In “Investment in the Future: Preliminary results of Russia’s G20 Presidency,” O. Buklemishev (Associate professor at the Economics Department of Moscow State University and member of the Expert Council for Russian G20 Presidency) provides an in-depth perspective of not only of Summit outcomes, but also the economic challenges and tensions with which the G20 is wrestling.
He reminds us that, since the 2012 Mexican Summit, the economic seesaw has tipped in favor of many developed countries and against many developing countries – some of which are experiencing signs of the onset of recession. Moreover, according to Buklemishev, the U.S. and others are making monetary policy in a “go it alone” mode, flaunting the G20 pledges to work in a collaborative fashion. He underscores the breathtaking cost of recent monetary policies for developing countries where the value of national currencies relative to the U.S. dollar has been plunging.

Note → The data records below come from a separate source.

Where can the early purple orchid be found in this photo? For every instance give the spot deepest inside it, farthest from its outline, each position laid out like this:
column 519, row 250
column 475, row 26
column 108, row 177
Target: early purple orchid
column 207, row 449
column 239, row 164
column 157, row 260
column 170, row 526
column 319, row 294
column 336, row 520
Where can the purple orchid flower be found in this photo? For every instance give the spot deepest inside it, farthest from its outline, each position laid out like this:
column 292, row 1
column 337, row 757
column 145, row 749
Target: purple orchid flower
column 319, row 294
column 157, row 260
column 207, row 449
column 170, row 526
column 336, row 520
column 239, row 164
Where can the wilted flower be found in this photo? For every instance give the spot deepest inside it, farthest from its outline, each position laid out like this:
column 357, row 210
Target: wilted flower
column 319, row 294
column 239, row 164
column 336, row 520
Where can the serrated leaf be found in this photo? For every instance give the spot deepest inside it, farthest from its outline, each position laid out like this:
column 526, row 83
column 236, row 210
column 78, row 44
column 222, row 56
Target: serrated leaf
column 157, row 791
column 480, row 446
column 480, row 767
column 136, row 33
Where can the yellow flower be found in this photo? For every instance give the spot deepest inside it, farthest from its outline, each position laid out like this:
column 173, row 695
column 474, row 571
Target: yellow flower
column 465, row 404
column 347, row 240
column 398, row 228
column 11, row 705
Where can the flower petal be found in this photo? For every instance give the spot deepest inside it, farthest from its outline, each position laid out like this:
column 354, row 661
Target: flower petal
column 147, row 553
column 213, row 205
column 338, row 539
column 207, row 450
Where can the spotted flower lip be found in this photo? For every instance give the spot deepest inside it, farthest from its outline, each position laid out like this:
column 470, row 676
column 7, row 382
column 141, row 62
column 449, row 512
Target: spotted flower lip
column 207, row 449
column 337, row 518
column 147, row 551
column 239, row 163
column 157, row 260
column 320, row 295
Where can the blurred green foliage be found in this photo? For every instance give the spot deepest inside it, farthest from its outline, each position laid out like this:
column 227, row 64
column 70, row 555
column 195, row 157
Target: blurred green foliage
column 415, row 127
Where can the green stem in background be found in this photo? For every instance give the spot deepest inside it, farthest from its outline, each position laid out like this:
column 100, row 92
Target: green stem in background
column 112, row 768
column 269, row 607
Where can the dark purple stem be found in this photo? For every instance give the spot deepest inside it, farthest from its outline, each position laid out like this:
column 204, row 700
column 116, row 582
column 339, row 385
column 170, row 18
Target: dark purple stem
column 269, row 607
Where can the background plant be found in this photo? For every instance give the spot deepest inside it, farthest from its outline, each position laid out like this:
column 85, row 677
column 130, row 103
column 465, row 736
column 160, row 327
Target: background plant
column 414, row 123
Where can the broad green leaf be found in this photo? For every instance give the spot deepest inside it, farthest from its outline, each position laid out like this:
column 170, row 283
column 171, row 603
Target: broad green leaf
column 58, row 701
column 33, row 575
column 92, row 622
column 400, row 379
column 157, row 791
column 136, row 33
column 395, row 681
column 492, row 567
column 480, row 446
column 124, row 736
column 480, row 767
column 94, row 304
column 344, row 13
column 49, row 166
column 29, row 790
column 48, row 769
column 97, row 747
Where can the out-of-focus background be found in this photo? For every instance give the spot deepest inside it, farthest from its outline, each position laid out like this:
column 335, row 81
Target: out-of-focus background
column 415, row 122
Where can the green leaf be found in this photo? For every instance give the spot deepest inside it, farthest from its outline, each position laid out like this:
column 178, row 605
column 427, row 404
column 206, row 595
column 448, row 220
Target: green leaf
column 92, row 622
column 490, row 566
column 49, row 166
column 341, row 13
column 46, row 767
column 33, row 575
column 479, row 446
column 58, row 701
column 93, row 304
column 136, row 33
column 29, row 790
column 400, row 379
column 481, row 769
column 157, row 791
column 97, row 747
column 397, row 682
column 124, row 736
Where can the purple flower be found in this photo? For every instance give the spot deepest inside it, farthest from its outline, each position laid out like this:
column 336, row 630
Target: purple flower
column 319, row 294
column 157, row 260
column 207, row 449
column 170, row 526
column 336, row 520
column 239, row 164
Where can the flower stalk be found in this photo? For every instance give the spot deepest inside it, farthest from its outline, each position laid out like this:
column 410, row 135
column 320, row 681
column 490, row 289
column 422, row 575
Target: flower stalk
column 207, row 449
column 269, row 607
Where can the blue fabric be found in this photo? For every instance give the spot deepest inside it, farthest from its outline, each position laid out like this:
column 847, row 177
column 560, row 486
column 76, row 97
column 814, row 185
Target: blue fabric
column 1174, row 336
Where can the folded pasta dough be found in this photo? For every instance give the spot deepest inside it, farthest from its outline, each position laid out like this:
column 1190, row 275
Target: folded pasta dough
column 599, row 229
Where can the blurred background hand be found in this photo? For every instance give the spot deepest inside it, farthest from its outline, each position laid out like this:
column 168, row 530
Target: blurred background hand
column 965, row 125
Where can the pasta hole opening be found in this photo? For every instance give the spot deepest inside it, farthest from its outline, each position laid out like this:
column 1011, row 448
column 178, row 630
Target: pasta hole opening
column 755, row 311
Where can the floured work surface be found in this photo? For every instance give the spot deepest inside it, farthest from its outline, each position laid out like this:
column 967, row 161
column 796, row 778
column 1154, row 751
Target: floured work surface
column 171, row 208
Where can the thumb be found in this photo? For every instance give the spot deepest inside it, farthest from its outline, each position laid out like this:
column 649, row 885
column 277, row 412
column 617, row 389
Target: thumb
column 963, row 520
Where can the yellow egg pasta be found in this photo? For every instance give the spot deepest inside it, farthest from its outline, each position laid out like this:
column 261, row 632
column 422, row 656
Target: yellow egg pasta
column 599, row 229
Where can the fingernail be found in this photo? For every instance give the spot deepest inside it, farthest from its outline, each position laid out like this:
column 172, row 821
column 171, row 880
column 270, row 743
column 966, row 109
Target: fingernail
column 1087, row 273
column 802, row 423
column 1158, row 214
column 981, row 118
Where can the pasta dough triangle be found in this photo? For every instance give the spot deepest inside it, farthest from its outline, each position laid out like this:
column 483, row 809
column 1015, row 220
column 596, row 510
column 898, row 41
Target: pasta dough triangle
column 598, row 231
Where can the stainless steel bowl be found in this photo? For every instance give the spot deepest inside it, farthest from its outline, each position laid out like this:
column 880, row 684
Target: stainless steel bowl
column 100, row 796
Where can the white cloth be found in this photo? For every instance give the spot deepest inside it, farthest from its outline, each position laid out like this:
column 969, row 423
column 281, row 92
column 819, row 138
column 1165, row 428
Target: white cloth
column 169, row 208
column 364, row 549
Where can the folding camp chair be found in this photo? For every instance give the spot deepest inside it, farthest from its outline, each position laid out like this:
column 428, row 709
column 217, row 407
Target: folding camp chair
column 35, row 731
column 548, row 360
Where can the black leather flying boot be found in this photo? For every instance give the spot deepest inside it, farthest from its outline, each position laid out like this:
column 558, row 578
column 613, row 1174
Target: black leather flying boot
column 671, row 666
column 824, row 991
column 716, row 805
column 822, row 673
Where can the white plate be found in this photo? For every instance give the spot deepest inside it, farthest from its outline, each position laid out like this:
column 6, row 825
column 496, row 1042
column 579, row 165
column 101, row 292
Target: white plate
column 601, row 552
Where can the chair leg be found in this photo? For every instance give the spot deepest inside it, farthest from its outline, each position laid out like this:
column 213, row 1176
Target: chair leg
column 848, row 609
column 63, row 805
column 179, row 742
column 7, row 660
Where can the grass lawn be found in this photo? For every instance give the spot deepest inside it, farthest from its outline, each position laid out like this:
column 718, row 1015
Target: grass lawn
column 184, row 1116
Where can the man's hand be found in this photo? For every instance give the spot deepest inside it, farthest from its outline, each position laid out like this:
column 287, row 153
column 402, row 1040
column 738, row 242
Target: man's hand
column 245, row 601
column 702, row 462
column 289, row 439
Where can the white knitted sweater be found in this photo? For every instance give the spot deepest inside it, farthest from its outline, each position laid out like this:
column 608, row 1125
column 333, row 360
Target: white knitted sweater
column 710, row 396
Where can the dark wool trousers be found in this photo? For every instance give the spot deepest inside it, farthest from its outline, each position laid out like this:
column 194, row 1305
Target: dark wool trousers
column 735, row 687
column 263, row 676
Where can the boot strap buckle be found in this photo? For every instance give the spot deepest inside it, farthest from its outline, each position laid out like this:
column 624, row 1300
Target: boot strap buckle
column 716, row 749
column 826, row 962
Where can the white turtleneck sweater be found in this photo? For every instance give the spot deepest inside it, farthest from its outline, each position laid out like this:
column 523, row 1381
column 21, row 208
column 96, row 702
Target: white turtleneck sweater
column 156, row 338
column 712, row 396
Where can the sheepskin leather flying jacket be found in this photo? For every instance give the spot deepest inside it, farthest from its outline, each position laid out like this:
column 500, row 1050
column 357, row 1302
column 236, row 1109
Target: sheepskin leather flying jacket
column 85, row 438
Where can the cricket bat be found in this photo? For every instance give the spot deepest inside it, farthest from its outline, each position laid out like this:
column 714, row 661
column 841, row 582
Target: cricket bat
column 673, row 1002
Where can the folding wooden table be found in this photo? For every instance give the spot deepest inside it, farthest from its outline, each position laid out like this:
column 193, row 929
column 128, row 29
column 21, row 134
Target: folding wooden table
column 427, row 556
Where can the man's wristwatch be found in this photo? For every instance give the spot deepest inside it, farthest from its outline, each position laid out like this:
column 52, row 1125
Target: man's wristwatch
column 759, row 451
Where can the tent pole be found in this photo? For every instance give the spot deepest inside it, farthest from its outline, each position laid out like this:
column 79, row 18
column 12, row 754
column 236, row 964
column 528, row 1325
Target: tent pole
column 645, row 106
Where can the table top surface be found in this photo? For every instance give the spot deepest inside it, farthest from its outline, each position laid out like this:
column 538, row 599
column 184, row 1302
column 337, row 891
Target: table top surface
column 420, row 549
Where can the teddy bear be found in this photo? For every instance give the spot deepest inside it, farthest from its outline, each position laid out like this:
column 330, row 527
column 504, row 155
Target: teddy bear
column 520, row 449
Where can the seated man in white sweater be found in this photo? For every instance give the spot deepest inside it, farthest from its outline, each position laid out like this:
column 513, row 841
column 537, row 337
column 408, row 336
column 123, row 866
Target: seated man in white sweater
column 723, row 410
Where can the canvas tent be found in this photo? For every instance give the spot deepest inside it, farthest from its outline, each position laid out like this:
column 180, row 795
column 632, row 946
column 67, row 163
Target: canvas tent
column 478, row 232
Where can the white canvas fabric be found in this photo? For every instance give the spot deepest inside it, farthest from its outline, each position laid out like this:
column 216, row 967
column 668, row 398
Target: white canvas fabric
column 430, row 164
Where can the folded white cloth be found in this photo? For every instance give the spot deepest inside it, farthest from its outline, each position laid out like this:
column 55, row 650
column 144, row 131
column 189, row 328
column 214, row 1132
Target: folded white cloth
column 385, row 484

Finally, Buklemishev describes the future G20 policy agenda and ways Russia will continue to provide leadership on this agenda as it assumes the G8 Presidency in January 2014.
In “Building on mixed success – from St Petersburg 2013 to Brisbane 2014,” Nancy Waites, (Head of Policy Research & Government Relations, World Vision Australia) emphasizes some misfortunes of the Russian Summit relating to civil society representation and exclusion from dialogues with officials. Still, Waites emphasizes the G20’s momentum on issues championed by civil society: combating tax avoidance; tackling inequality through inclusive growth; and creating jobs, particularly for the most vulnerable.
Waites comments on the St Petersburg Development Outlook, including its five core priorities: food security, financial inclusion and remittances, infrastructure, human resource development, and domestic resource mobilization.
Finally, she notes that Australian national elections on 7 September made it impossible for the Prime Minister to attend the Summit. The Australian Foreign Minister attended, as did the Chair of the new Civil 20 Steering Committee, Tim Costello, CEO of World Vision.
In “The G20 St. Petersburg Summit – Bubbles, Casinos and Inactivity,” Sameer Dossani, Advocacy Coordinator of ActionAid International’s Reshaping Global Power Program, highlights the fact that, while the G20 is fixated on growth, it is relatively ineffectual in dealing with root causes of the financial crisis (e.g., “too big to fail” institutions; monetary dilemmas; and corporate tax dodging). With regard to monetary dilemmas, Dossani notes that currency markets in South Africa, Brazil, India, Turkey and Indonesia seem be stabilizing after losing as much as 25% of their value against the US dollar over the past year. In an integrated global market, falling currency values mean rising prices; in some countries, food, fuel and other essential items are becoming even more expensive.
On the bright side, Dossani says that the G20’s tax reforms offer a “once-in-a-lifetime” opportunity to tackle tax havens and transfer pricing schemes that are kept in place by a complex network of treaties backed up by armies of lawyers.
In “Reflections from the 2013 Russian G20 Summit,” Michael Switow of the Global Council of the Global Call to Action Against Poverty (GCAP) reviews highlights of the G20 Summit as they relate to: international development, remittances, infrastructure, gender, and tax avoidance. He also recounts how civil society got its messages across to a media fixated on Syria.